When BJP MLA (or is he?) Mukul Roy boarded Indigo Airlines Flight 6E 898 to Delhi which departed at 7.35 on Monday evening from the Netaji Subhas Bose International Airport in Calcutta, there was little clamour at the departure bay except for the three or four individuals and his state-appointed security personnel who had come to see him off.
Two and a half hours later when Roy exited Terminal 1A of the Delhi airport, the political fraternity of Bengal and, perhaps a section of their counterparts in the Capital as well, were already abuzz with speculation about the “missing” leader. Much of those speculations revolved around Roy’s possible second innings with the BJP, ahead of the high-stakes panchayat polls in Bengal.
More lubricant was added to the rumor mills by the BJP national general secretary Anupam Hazra whose cryptic social media post, “The Return”, did the needful. Hazra later explained to The Telegraph Online that his post meant, “nothing is impossible in politics, please keep watching this space”.
Matters, however, took a serious turn during the period Roy remained “untraceable” on Monday with son, Subhrangshu, filing two “missing person” complaints with the NSCBI Airport police station and as well as at the thana in Bijpur, his home constituency, alleging Roy may have been “kidnapped” by people who have brainwashed him to travel to Delhi. Subrangshu had reportedly also rushed to the Airport to prevent his father’s travel and also put in a request with the airline to deplane his father before the flight took off but failed to convince the authorities concerned.
Roy was reportedly accompanied by his attendant, Bhagirath Mahato, and his driver, Raju. Unconfirmed reports suggested that he had a fall out with his son before making his decision to travel.
A smiling Roy upon his arrival in Delhi was heard telling a lady that he was there “just like that” and “for some work he needed to attend to.” “It has nothing to do with politics,” he asserted.
“I am an MP, an MLA. Can I not come to Delhi?,” said Roy, a former MP and an MLA from Krishnanagar Uttar seat in Nadia, even as Subhrangshu maintained his father “was suffering from dementia”. “I keep coming to Delhi regularly, this time the gap has been a bit longer, that’s all. I will stay here as long as it is needed,” Roy, who recently underwent a brain surgery in Calcutta, said. “This is not a visit for medical purposes,” he added.
A flurry of activities were observed back home from Tuesday morning beginning with Subhrangshu holding a press conference to allege that “dirty politics” was being played with his father and that the aim was to “malign Abhishek Banerjee”.
“My father is a mental patient. He is suffering from cirrhosis of the liver and has high sugar. To the best of my knowledge, he hadn’t taken his last two doses of insulin. It is not right to do these things with a person who is both physically and mentally ill. He is no longer the same person he used to be. He thinks he is still living in 2011-12. This trip may adversely affect his mind and body. But there will be no impact on Bengal politics, if that’s what the aim is of those who have planned this,” Shubhrangshu said.
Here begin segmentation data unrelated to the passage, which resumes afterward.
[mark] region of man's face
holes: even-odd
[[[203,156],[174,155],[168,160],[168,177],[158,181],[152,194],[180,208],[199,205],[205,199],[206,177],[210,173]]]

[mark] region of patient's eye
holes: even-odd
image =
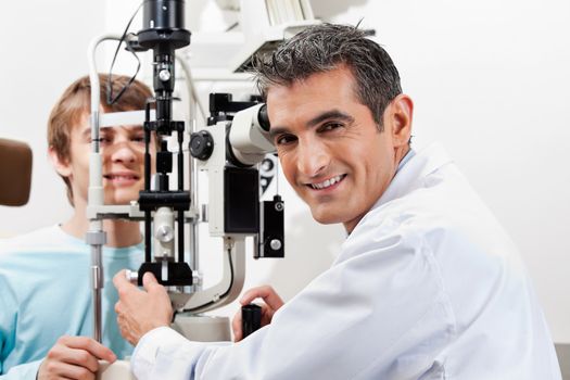
[[[328,131],[332,131],[334,129],[342,128],[343,126],[344,125],[342,123],[329,122],[329,123],[326,123],[322,126],[320,126],[320,128],[318,128],[318,131],[319,132],[328,132]]]

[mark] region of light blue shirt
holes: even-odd
[[[223,346],[157,328],[131,365],[139,380],[560,379],[517,249],[439,145],[409,156],[271,325]]]
[[[90,257],[89,245],[59,226],[0,241],[0,379],[36,379],[60,337],[92,337]],[[102,342],[119,358],[132,346],[116,325],[112,278],[142,258],[142,244],[103,249]]]

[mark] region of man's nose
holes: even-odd
[[[299,172],[309,178],[321,174],[330,163],[329,151],[318,142],[300,143],[296,159]]]
[[[135,162],[137,154],[129,141],[115,142],[112,147],[111,160],[113,162]]]

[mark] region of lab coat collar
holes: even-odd
[[[440,143],[433,142],[429,144],[417,152],[397,170],[388,189],[371,210],[397,198],[402,198],[411,190],[421,187],[423,185],[423,178],[430,173],[452,162],[453,160]]]

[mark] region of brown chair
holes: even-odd
[[[0,204],[22,206],[31,183],[31,149],[25,142],[0,139]]]

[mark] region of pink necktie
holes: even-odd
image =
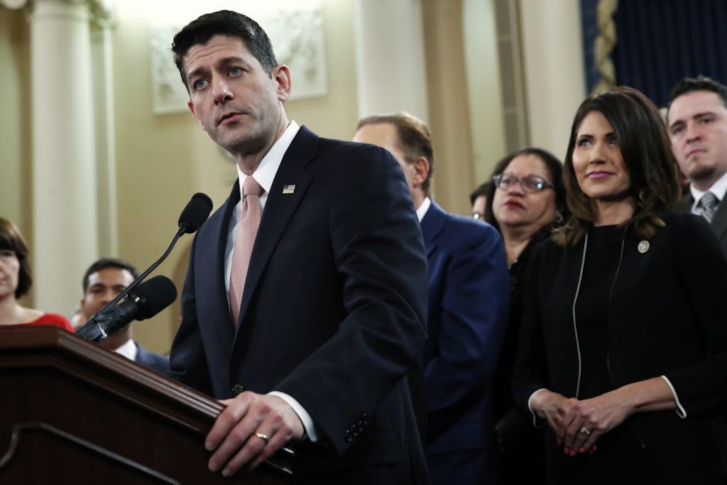
[[[240,318],[240,305],[242,292],[245,289],[247,268],[250,265],[252,246],[255,244],[257,228],[262,217],[260,196],[265,191],[252,177],[248,177],[242,184],[245,201],[240,211],[240,220],[235,233],[235,249],[232,254],[232,268],[230,270],[230,313],[233,324],[237,326]]]

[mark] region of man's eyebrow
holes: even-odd
[[[245,62],[245,60],[243,59],[242,57],[238,57],[238,56],[230,56],[229,57],[223,57],[223,58],[220,59],[219,61],[217,61],[217,68],[222,68],[227,67],[227,66],[230,65],[230,64],[244,64],[245,65],[247,65],[247,63]],[[191,79],[191,78],[195,77],[196,76],[199,76],[201,74],[204,74],[204,73],[206,73],[207,71],[208,70],[207,70],[206,68],[204,68],[203,66],[200,66],[200,67],[197,68],[196,69],[194,69],[193,71],[190,71],[189,72],[189,73],[187,74],[187,79]]]
[[[691,116],[688,116],[687,119],[699,119],[704,116],[713,116],[715,115],[714,111],[702,111],[700,113],[696,113],[693,114]],[[669,128],[673,128],[678,124],[684,124],[685,121],[683,119],[680,118],[679,119],[674,120],[674,122],[669,125]]]
[[[702,118],[703,116],[713,116],[714,114],[715,114],[714,111],[702,111],[702,113],[697,113],[691,118],[692,119],[696,119],[698,118]]]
“Abhishek Banerjee is a youth icon and newer generations are getting attracted to politics because of him. The opposition is targeting him, trying to heckle and malign him and are trying to use my father to do that,” he added.
The police sprung into action first, by sending a special team to Delhi to question Roy based on his son’s complaint, and secondly by detaining and questioning Piyush Kanoria, a BJP worker and Roy’s aide, at the Airport PS. Police claimed that they scanned CCTV footage at the Airport from Monday and identified Kanoria was among those who came to see the leader off. Till reports last received, Kanoria had not been released from the police station.
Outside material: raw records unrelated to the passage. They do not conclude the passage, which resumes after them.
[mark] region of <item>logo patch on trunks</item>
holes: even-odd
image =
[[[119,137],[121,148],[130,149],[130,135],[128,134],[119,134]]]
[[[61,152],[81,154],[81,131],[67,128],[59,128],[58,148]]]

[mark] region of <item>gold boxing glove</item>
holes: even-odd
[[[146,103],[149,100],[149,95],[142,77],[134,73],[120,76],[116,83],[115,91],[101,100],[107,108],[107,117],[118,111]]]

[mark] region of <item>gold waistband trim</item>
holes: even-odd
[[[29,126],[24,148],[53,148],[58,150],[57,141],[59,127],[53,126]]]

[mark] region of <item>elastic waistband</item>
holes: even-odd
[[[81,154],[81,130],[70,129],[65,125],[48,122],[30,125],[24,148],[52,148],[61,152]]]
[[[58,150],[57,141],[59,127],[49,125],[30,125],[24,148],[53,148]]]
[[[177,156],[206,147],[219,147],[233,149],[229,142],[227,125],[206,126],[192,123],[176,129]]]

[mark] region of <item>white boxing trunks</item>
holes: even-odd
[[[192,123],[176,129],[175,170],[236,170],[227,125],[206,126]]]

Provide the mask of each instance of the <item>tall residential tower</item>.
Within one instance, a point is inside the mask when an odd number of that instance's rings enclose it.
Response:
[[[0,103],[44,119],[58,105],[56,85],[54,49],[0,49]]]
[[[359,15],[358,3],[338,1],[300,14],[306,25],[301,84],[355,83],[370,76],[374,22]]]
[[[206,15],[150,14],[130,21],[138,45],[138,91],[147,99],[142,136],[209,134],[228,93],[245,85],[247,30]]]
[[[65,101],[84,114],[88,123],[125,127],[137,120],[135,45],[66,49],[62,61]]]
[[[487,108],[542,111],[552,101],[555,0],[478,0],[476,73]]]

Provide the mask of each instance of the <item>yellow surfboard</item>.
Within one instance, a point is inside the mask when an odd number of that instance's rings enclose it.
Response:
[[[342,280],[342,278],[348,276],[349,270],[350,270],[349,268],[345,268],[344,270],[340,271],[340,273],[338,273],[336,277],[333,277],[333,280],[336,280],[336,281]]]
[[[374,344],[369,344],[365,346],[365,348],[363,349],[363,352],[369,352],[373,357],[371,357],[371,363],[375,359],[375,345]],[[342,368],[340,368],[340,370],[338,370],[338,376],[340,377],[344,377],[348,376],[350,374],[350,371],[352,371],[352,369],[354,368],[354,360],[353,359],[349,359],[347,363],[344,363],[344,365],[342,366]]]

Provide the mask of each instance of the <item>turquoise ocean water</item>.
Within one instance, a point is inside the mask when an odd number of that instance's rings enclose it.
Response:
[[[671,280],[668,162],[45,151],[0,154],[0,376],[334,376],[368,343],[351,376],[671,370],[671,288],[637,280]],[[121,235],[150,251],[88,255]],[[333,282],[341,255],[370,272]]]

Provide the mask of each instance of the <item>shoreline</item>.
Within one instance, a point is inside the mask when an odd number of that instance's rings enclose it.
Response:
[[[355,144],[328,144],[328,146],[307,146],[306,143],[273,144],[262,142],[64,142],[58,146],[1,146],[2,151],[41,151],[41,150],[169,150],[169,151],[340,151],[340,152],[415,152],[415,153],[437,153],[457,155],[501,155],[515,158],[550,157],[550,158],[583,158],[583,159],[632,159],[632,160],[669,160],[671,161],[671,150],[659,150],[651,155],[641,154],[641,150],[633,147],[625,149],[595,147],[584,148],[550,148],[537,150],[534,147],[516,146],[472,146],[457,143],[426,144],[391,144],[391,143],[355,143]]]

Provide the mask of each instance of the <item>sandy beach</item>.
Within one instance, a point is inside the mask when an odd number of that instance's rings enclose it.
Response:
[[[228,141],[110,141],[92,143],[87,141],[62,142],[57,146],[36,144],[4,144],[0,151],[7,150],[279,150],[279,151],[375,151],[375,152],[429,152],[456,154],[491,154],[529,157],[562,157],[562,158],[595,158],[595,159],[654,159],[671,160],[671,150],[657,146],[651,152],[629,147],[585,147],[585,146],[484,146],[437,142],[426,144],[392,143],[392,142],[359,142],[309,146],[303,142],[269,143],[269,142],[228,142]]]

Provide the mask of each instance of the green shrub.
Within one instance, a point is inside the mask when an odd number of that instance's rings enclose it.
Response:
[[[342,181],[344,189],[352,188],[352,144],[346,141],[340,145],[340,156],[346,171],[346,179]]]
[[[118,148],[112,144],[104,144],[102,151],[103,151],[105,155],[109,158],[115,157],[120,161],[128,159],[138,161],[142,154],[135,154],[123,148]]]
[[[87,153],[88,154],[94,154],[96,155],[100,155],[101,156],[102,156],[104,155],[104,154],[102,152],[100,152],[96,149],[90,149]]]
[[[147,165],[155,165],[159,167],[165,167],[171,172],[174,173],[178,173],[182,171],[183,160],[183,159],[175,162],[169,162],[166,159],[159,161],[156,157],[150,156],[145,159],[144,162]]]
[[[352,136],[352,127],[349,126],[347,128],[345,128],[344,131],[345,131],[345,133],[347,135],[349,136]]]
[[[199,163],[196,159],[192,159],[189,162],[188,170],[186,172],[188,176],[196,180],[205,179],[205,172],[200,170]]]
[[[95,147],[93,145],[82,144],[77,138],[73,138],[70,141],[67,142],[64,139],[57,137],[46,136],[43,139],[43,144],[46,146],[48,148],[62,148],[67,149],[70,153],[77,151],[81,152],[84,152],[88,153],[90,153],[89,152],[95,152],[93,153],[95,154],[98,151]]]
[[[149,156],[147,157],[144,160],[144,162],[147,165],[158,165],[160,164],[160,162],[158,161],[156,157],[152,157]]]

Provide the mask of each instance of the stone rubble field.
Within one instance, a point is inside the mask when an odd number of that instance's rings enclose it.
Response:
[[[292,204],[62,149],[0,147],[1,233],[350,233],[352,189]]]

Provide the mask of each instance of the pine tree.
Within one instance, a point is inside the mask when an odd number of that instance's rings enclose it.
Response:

Once among Mamata Banerjee’s most trusted lieutenants, Roy was part of the Trinamul Congress since the party’s launch in 1998. An expert in devising election and organization strategies, Roy was believed to be the brain behind Banerjee’s assent to state power in 2011. He quit the Trinamul to join the BJP in November 2017 and publicly took on Abhishek Banerjee before claiming credit for the party’s impressive performance in the 2019 general elections.
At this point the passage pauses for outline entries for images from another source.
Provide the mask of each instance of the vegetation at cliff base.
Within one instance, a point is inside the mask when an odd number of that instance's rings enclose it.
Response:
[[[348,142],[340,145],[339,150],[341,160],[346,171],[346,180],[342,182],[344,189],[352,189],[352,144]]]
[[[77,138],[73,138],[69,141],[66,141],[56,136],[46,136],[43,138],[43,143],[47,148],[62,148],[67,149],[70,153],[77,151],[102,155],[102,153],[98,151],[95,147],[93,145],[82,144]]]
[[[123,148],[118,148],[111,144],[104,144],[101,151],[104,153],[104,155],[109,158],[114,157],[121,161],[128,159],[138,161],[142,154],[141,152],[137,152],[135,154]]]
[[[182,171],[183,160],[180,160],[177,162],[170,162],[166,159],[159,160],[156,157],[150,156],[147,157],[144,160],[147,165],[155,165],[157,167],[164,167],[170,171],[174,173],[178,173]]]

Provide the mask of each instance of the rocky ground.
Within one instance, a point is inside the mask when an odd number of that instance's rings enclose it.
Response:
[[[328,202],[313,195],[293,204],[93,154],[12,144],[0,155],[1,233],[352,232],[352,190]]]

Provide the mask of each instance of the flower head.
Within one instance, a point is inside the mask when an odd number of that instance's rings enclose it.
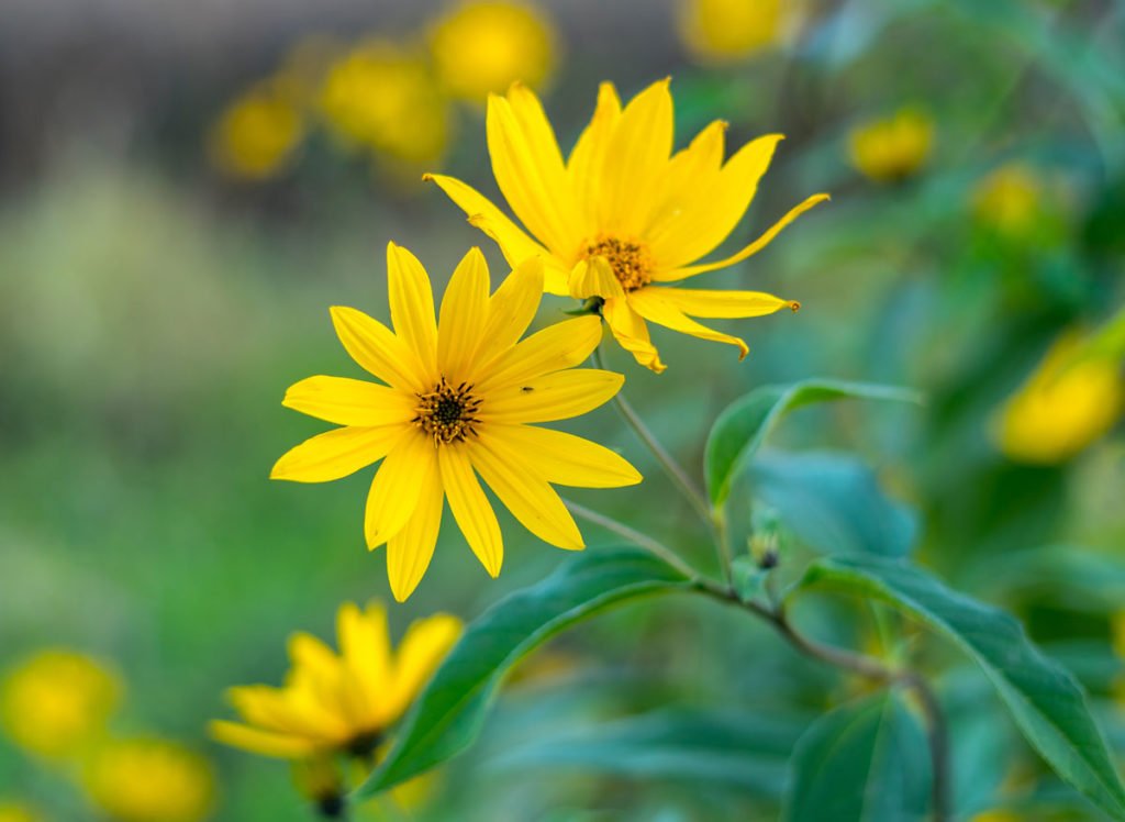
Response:
[[[332,309],[344,348],[384,384],[316,376],[284,404],[343,426],[285,454],[271,476],[325,482],[379,459],[367,500],[369,548],[387,545],[390,589],[406,599],[425,573],[443,500],[489,574],[500,573],[500,524],[480,476],[531,533],[562,548],[582,535],[551,483],[615,488],[640,482],[600,445],[529,423],[597,408],[623,377],[574,369],[597,347],[597,318],[552,325],[520,342],[542,294],[542,263],[528,260],[489,296],[479,249],[458,265],[434,320],[430,277],[394,243],[387,248],[394,332],[354,309]]]
[[[1081,338],[1058,340],[999,416],[1000,449],[1025,463],[1061,463],[1106,434],[1125,408],[1120,365],[1076,360]]]
[[[94,804],[120,822],[196,822],[215,795],[207,760],[159,739],[106,744],[87,766],[84,783]]]
[[[73,756],[101,736],[120,690],[117,677],[89,656],[40,651],[0,682],[0,725],[33,753]]]
[[[289,640],[292,667],[286,685],[232,688],[231,702],[245,724],[213,722],[212,734],[268,757],[367,758],[460,633],[461,622],[447,614],[418,619],[392,653],[386,610],[371,604],[364,613],[345,602],[336,615],[339,654],[315,636],[295,634]]]
[[[916,173],[933,148],[934,122],[912,108],[864,123],[848,137],[852,164],[878,182],[897,182]]]
[[[716,122],[672,153],[668,81],[622,109],[603,83],[590,125],[564,161],[538,98],[521,84],[488,99],[488,152],[496,182],[526,231],[487,198],[451,177],[430,175],[512,265],[539,256],[551,294],[596,297],[618,341],[639,363],[663,370],[647,322],[747,347],[691,319],[771,314],[798,304],[760,292],[669,288],[740,262],[827,195],[791,209],[738,253],[696,263],[734,231],[757,190],[781,135],[759,137],[723,162],[726,124]]]
[[[799,6],[795,0],[683,0],[681,38],[702,60],[737,61],[783,39]]]
[[[334,63],[320,107],[344,144],[396,160],[433,162],[449,142],[447,101],[424,56],[389,42],[362,43]]]
[[[300,108],[279,83],[263,82],[223,111],[212,129],[210,149],[224,173],[263,180],[285,169],[304,137]]]
[[[516,80],[538,88],[555,63],[550,23],[521,2],[459,3],[433,25],[430,48],[442,86],[472,102]]]

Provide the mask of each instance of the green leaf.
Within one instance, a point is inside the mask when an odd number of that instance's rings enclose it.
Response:
[[[836,708],[796,745],[783,819],[924,820],[927,751],[925,734],[893,693]]]
[[[704,470],[711,503],[721,506],[734,477],[762,447],[788,412],[818,402],[845,399],[919,402],[916,392],[888,385],[808,379],[792,385],[763,385],[728,405],[711,427]]]
[[[889,499],[874,472],[844,454],[760,454],[747,477],[755,499],[826,554],[906,556],[918,534],[914,510]]]
[[[1125,819],[1125,787],[1082,689],[1010,615],[919,569],[874,557],[821,560],[801,582],[811,587],[885,601],[953,640],[981,665],[1016,725],[1054,771],[1110,816]]]
[[[658,711],[536,740],[508,751],[495,767],[569,769],[776,797],[803,726],[795,718],[731,711]]]
[[[688,584],[663,560],[637,548],[592,550],[502,599],[466,628],[356,798],[386,790],[465,750],[479,734],[503,674],[550,636],[621,600]]]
Roy, however, was welcomed back to the Trinamul in June 2021 by Abhishek after he perceptively buried the hatchet against the Mamata Banerjee’s heir apparent. His MLA status remains controversial with the state BJP demanding his ouster from the Assembly under the anti-defection law while Speaker Biman Banerjee ruling him to be a BJP legislator still.
Responding to the dramatic developments since Monday, CPI-M leader Sujan Chakraborty said: “It makes no difference to the people of Bengal who are sitting on the streets for their stolen jobs whether Mukul Roy remains in Trinamul or joins the BJP. This is not an issue for the people of this state at all.”